Si è parlato poi di nuovo di una possibile tassa straordinaria sugli “extraprofitti” delle banche, su cui i partiti al governo sono divisi (così come quelli all’opposizione), e di una modifica dell’Ires, l’imposta che le imprese pagano sui loro redditi, per aumentarne il gettito. Al momento l’aliquota dell’Ires è pari al 24 per cento.

Le spese da rinnovare

Come detto, una delle sfide principali per il governo sarà non aumentare le tasse: questo significa che il governo non solo non dovrà introdurre nuove imposte, ma dovrà rinnovare le misure fiscali già introdotte in via temporanea. Per esempio, se non si trovassero le coperture per rifinanziare il taglio del cuneo fiscale per il 2025, milioni di dipendenti riceverebbero una busta paga con un netto più basso. Come abbiamo spiegato in passato, il taglio del cuneo fiscale può avere effetti positivi per i lavoratori, ma se finanziato a debito rischia di non essere sostenibile. 
Il rinnovo degli sgravi sul costo del lavoro è la voce più corposa tra le misure che il governo deve rinnovare per l’anno prossimo, ma ce ne sono altre. Tra queste, ci sono gli incentivi per le assunzioni di giovani lavoratori nelle regioni del Mezzogiorno e gli incentivi per l’ammodernamento tecnologico delle imprese: nel primo caso i risultati non sono sempre stati quelli sperati, mentre nel secondo caso c’è stata finora poca trasparenza sui benefici. In ogni caso, decidere di non rinnovare queste misure potrebbe avere un impatto negativo sul consenso politico.
Quanto è a portata di mano l’obiettivo fissato dal governo di raggiungere un deficit pari al 3,3 per cento del Pil nel 2025? La risposta è: dipende, appunto da quante misure il governo riuscirà a rinnovare. Lo stesso Ufficio parlamentare di bilancio ha sottolineato che se agli 18 miliardi di euro di valore delle misure da rinnovare, si aggiungono «altre spese solitamente inserite nelle politiche invariate, quali gli oneri per il prossimo triennio contrattuale dei dipendenti pubblici (2025-2027) e il rifinanziamento di alcuni fondi, inclusi alcuni destinati agli investimenti», l’impatto sul deficit supererebbe le previsioni del governo. 

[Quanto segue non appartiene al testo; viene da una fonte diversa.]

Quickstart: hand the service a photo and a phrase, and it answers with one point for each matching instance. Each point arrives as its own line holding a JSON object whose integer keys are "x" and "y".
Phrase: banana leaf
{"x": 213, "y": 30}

Ricordiamo poi che stiamo parlando di un rapporto, tra il valore del deficit e il valore del Pil: se il Pil cresce, si riduce il rapporto. Senza entrare nel merito delle stime sulla crescita per il prossimo anno, nelle scorse settimane i dati sulla crescita economica di quest’anno si sono fatti via via meno ottimistici. Il governo aveva previsto che nel 2024 il Pil sarebbe cresciuto dell’1 per cento rispetto al 2023, ma negli scorsi giorni le revisioni della crescita di Istat hanno reso meno facile il raggiungimento di questo obiettivo, per stessa ammissione del governo.